NYC Bike-Sharing Program to Start with 10,000 Bikes! −

NYC Bike-Sharing Program to Start with 10,000 Bikes!

  • Published on September 21st, 2011 by

nyc biker

I have written about New York City’s planned bike-sharing program a couple times here on EcoLocalizer, and have written about bike-sharing programs in Paris, China, Barcelona, London (a couple times), Chicago, D.C. (sister site Ecopreneurist has as well — linking to that piece), Boston, and my current city of Wroclaw (twice). I’m a fan. But I’ve got one problem with many attempts at bike-sharing — the programs start too small. Well, NYC is not disappointing me. It’s starting with 10,000 bikes at 600 stations, comparable to Paris (probably the most successful and certainly the biggest program in the world, which started with 10,000 bikes at 750 stations).

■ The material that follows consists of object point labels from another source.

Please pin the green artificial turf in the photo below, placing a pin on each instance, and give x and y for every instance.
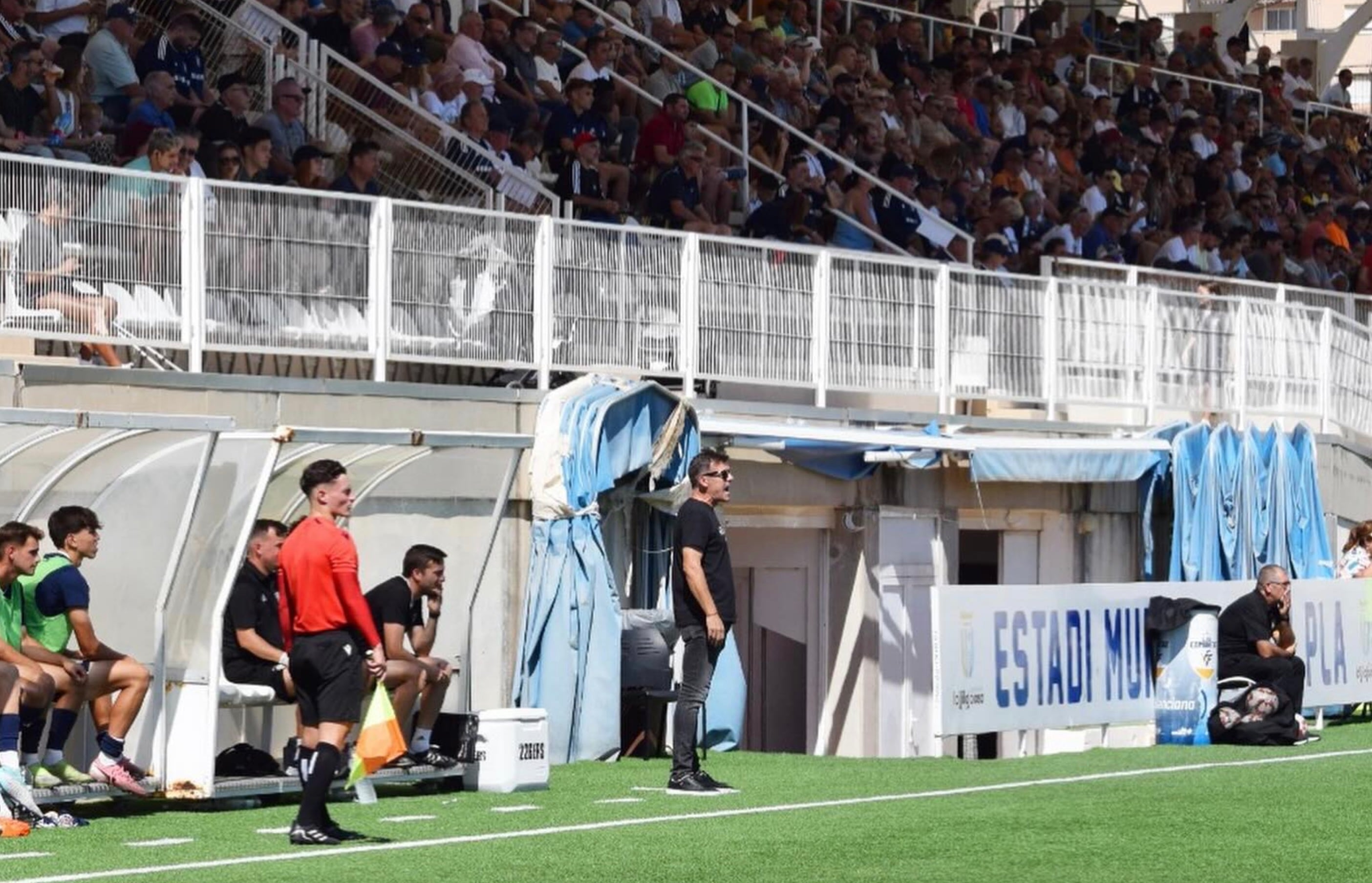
(1201, 824)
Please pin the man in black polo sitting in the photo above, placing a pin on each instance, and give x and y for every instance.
(1256, 638)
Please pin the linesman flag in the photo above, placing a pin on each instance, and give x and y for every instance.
(379, 741)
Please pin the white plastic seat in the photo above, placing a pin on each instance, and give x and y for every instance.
(245, 695)
(118, 294)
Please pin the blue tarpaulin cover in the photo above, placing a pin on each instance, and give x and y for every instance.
(1241, 501)
(590, 435)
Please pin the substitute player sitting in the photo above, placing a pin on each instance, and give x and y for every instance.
(322, 608)
(57, 605)
(398, 612)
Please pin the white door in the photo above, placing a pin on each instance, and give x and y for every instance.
(778, 582)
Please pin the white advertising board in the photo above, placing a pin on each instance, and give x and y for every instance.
(1029, 657)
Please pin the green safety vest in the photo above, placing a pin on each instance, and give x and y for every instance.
(11, 615)
(51, 631)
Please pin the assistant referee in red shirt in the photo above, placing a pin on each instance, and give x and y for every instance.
(322, 607)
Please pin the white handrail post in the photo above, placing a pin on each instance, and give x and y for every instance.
(1241, 359)
(1326, 376)
(689, 343)
(1150, 358)
(379, 245)
(193, 272)
(743, 186)
(819, 328)
(943, 338)
(545, 257)
(1050, 349)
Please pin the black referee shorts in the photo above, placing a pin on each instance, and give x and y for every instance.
(327, 668)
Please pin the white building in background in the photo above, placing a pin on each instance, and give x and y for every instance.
(1304, 26)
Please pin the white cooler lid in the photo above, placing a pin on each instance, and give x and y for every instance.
(512, 715)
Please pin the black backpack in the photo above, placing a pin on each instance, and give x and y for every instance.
(245, 760)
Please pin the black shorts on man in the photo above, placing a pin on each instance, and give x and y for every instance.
(327, 668)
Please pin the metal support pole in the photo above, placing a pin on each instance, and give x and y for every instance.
(497, 513)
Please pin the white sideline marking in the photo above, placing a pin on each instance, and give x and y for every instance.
(167, 841)
(718, 814)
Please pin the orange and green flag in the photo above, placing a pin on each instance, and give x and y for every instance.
(379, 741)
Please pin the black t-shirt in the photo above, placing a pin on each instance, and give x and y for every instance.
(218, 124)
(391, 602)
(837, 109)
(20, 107)
(697, 527)
(337, 35)
(253, 604)
(1243, 624)
(671, 186)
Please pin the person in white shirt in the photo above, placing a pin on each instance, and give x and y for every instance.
(1338, 91)
(445, 98)
(1072, 232)
(58, 18)
(1202, 140)
(1094, 199)
(1178, 252)
(467, 53)
(1234, 57)
(671, 10)
(597, 62)
(1296, 88)
(545, 62)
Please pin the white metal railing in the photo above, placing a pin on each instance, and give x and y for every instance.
(312, 273)
(1357, 308)
(1162, 73)
(1320, 109)
(932, 24)
(751, 109)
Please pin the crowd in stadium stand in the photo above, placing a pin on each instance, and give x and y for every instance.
(859, 138)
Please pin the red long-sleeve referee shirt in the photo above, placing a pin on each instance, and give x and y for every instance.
(319, 586)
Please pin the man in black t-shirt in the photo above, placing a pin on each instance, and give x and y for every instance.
(1256, 638)
(398, 612)
(252, 648)
(703, 598)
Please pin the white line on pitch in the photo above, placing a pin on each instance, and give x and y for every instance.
(718, 814)
(167, 841)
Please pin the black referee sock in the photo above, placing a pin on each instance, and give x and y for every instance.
(313, 811)
(302, 764)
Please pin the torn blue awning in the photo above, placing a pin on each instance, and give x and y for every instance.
(846, 460)
(1062, 465)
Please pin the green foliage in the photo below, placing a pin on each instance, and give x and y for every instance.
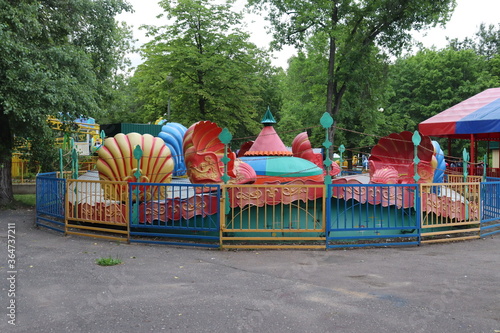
(26, 200)
(434, 80)
(352, 33)
(109, 261)
(201, 67)
(58, 58)
(304, 98)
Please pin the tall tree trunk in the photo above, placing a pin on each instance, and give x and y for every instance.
(6, 194)
(330, 88)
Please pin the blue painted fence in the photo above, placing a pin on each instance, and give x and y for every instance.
(490, 207)
(188, 213)
(372, 215)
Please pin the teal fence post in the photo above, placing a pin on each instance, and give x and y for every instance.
(416, 138)
(74, 163)
(326, 122)
(341, 159)
(485, 158)
(61, 164)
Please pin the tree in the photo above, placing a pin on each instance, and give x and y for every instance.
(57, 59)
(201, 67)
(352, 29)
(431, 81)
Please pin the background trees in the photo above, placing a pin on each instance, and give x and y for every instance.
(58, 58)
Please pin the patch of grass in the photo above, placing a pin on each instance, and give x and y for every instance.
(110, 261)
(25, 200)
(21, 201)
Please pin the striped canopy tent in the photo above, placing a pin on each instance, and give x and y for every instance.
(475, 119)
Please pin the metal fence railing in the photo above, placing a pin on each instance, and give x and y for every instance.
(270, 216)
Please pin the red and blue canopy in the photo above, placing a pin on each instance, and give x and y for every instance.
(478, 116)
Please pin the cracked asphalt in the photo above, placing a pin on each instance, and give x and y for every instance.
(58, 287)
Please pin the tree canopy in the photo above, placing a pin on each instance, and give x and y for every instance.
(201, 66)
(58, 58)
(352, 29)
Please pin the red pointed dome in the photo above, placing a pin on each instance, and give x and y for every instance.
(268, 143)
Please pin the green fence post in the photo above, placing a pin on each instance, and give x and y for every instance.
(61, 165)
(416, 138)
(466, 157)
(326, 122)
(341, 159)
(74, 163)
(137, 174)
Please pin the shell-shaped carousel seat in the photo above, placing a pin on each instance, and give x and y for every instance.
(441, 163)
(301, 147)
(392, 160)
(173, 134)
(117, 163)
(203, 153)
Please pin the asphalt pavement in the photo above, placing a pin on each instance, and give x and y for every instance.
(53, 284)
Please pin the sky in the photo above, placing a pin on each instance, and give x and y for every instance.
(465, 21)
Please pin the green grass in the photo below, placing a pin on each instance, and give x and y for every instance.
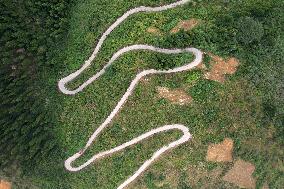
(235, 109)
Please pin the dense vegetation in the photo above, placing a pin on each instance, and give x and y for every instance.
(249, 107)
(28, 30)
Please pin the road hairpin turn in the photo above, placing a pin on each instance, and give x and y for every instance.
(186, 135)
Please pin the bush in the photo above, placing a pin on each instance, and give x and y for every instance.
(249, 30)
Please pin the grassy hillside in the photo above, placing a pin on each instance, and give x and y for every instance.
(248, 107)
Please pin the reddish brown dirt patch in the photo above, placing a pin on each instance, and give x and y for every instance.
(221, 67)
(265, 186)
(221, 152)
(186, 25)
(241, 174)
(177, 96)
(154, 30)
(5, 185)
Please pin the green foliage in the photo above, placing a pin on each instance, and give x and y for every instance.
(246, 107)
(28, 30)
(249, 30)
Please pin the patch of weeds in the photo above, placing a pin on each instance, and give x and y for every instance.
(204, 90)
(193, 77)
(206, 60)
(183, 184)
(249, 30)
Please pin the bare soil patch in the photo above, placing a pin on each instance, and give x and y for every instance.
(185, 25)
(221, 67)
(5, 185)
(221, 152)
(177, 96)
(241, 175)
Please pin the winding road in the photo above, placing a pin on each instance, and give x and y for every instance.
(186, 134)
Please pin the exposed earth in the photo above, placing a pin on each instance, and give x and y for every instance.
(5, 185)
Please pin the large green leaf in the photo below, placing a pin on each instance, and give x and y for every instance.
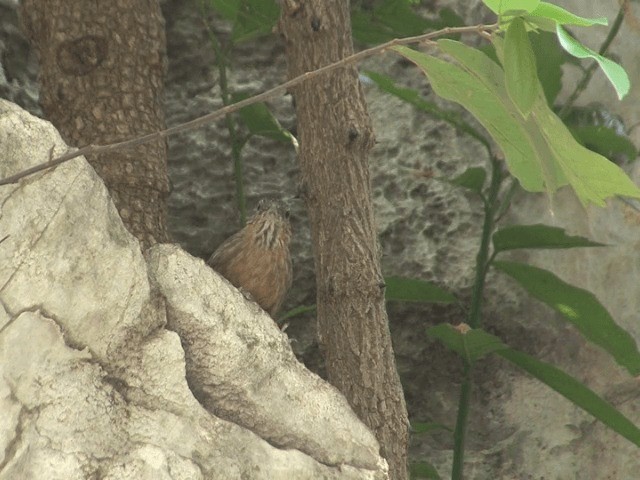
(260, 121)
(520, 67)
(484, 95)
(539, 150)
(413, 290)
(414, 98)
(470, 344)
(500, 7)
(562, 17)
(576, 392)
(606, 141)
(579, 307)
(614, 72)
(464, 342)
(537, 236)
(549, 60)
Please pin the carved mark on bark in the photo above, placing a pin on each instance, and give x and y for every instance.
(83, 55)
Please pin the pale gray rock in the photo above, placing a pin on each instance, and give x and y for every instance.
(241, 366)
(93, 385)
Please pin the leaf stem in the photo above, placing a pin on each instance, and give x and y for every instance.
(491, 206)
(236, 143)
(589, 71)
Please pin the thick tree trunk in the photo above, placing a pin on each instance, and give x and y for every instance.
(102, 67)
(335, 136)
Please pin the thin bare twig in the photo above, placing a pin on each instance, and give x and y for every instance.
(279, 90)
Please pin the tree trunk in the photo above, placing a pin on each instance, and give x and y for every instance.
(335, 136)
(102, 67)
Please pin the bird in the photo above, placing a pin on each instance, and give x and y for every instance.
(256, 259)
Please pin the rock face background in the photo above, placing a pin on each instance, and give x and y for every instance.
(518, 429)
(102, 350)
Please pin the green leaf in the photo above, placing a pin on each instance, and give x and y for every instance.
(614, 72)
(472, 178)
(227, 9)
(549, 60)
(255, 18)
(562, 17)
(412, 290)
(427, 427)
(260, 121)
(576, 392)
(414, 98)
(606, 141)
(484, 96)
(520, 67)
(423, 470)
(502, 7)
(540, 151)
(537, 236)
(470, 344)
(579, 307)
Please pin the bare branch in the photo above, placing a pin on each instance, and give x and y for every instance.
(274, 92)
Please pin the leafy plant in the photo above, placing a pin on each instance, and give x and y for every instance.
(502, 90)
(511, 88)
(250, 19)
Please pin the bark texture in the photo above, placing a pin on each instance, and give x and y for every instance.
(102, 67)
(335, 137)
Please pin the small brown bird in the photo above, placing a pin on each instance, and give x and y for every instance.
(256, 259)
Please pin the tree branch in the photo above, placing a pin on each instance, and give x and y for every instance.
(279, 90)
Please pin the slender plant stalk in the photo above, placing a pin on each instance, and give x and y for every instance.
(491, 206)
(460, 432)
(236, 142)
(588, 73)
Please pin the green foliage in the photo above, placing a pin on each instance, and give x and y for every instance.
(539, 150)
(420, 470)
(538, 236)
(614, 72)
(419, 428)
(384, 20)
(510, 89)
(259, 120)
(549, 60)
(520, 68)
(472, 178)
(576, 392)
(579, 307)
(250, 18)
(605, 141)
(481, 343)
(470, 344)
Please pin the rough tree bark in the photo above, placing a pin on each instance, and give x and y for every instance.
(335, 137)
(102, 67)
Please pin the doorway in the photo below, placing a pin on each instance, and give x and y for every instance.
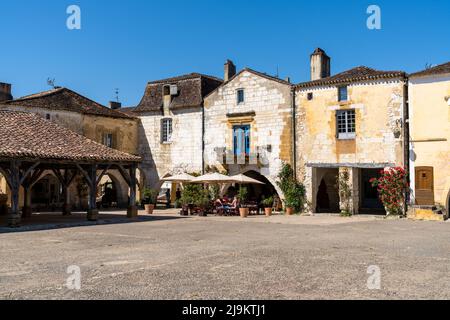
(424, 186)
(370, 200)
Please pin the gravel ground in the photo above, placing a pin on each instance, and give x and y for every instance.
(228, 258)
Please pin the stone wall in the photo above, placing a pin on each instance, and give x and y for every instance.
(183, 154)
(430, 132)
(379, 131)
(267, 109)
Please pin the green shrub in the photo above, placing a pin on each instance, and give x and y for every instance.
(242, 194)
(294, 191)
(268, 202)
(150, 196)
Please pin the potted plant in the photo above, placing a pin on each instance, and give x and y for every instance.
(242, 197)
(189, 198)
(150, 196)
(268, 206)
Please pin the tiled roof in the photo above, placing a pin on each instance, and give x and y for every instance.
(354, 75)
(192, 88)
(66, 100)
(440, 69)
(25, 135)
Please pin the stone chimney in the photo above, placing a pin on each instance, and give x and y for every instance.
(5, 91)
(320, 65)
(229, 70)
(115, 105)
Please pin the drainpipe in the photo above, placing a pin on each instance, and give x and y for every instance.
(406, 140)
(203, 138)
(294, 133)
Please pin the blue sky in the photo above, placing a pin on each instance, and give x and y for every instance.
(124, 44)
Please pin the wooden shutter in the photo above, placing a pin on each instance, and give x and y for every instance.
(424, 186)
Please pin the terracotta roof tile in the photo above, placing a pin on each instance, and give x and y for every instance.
(440, 69)
(354, 75)
(25, 135)
(192, 89)
(66, 100)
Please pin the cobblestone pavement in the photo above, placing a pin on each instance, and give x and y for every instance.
(169, 257)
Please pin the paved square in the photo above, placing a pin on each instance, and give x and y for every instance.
(169, 257)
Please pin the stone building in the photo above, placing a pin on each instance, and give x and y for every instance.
(349, 122)
(248, 125)
(429, 113)
(171, 129)
(73, 111)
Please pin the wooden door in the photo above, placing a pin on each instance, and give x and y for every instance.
(424, 186)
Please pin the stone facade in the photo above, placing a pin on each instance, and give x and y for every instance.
(429, 112)
(183, 154)
(125, 138)
(267, 109)
(378, 141)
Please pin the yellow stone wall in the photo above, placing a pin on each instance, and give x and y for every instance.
(430, 131)
(379, 111)
(125, 132)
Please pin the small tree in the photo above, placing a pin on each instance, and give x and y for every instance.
(242, 194)
(294, 191)
(392, 186)
(345, 192)
(150, 196)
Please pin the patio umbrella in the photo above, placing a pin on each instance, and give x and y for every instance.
(213, 178)
(181, 178)
(243, 179)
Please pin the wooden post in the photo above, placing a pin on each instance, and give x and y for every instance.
(14, 184)
(91, 177)
(132, 211)
(66, 180)
(93, 211)
(26, 210)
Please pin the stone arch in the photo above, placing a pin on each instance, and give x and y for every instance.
(121, 186)
(448, 204)
(269, 179)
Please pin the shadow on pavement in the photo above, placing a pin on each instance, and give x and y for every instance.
(50, 221)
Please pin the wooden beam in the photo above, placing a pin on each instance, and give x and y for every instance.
(27, 172)
(99, 178)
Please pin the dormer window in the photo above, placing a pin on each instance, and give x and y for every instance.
(240, 96)
(343, 94)
(166, 90)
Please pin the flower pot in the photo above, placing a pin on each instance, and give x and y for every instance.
(244, 212)
(149, 208)
(3, 199)
(268, 211)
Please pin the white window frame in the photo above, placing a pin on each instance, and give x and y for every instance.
(345, 131)
(166, 130)
(237, 96)
(339, 93)
(108, 140)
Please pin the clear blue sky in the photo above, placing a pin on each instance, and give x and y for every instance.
(124, 44)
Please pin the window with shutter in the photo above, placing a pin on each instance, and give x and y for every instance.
(346, 124)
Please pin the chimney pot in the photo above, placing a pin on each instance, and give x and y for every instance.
(320, 65)
(115, 105)
(229, 70)
(5, 92)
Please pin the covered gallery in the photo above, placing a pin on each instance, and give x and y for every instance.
(31, 146)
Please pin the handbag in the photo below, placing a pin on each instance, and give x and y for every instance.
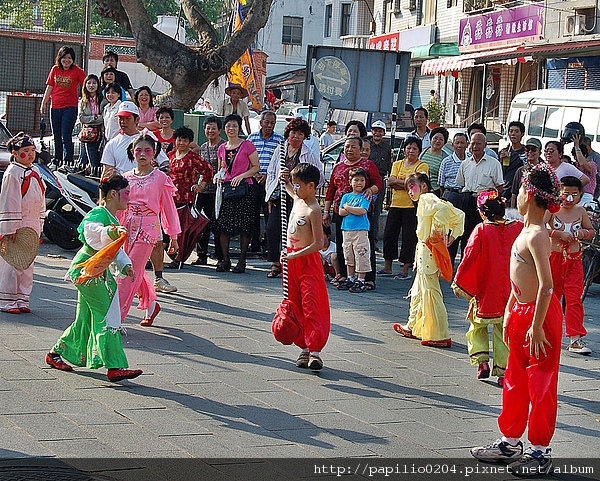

There was indication even last year that NYC’s program was going to be big (first link above), but I was still hesitant to jump for joy, waiting for some more official news and progress — I know how these things can get killed. The news has come. More from Streetsblog:

New York City has selected Alta Bike Share to run its public bike-share system, under an arrangement that promises to make bicycling an integral new transit option for hundreds of thousands of New Yorkers. The Public Bike System Company, which supplies systems in London, Washington, Boston, and Montreal, will produce the bikes and kiosks.

The winning bid features the hallmarks of the world’s best bike-share systems — there will be many bikes and many stations, spaced closely together so that any kiosk is a short walk from the user’s destination.

…some key factoids:

  • Within the service area, which will stretch from the Upper West Side and Upper East Side to Bed Stuy and Greenpoint, New Yorkers will have access to 10,000 public bikes at about 600 stations.
  • Annual memberships will cost under $100. Members will be able to make trips of up to 30 minutes at no charge.
  • The stations will be sited with input from local communities, and the City Council will hold hearings on the program.
  • The system must operate without public subsidy.

Score! Congrats NYC! If installations in Paris and Barcelona and other cities are any indication, this will be a hit immediately and will (slightly) transform New York City for the better.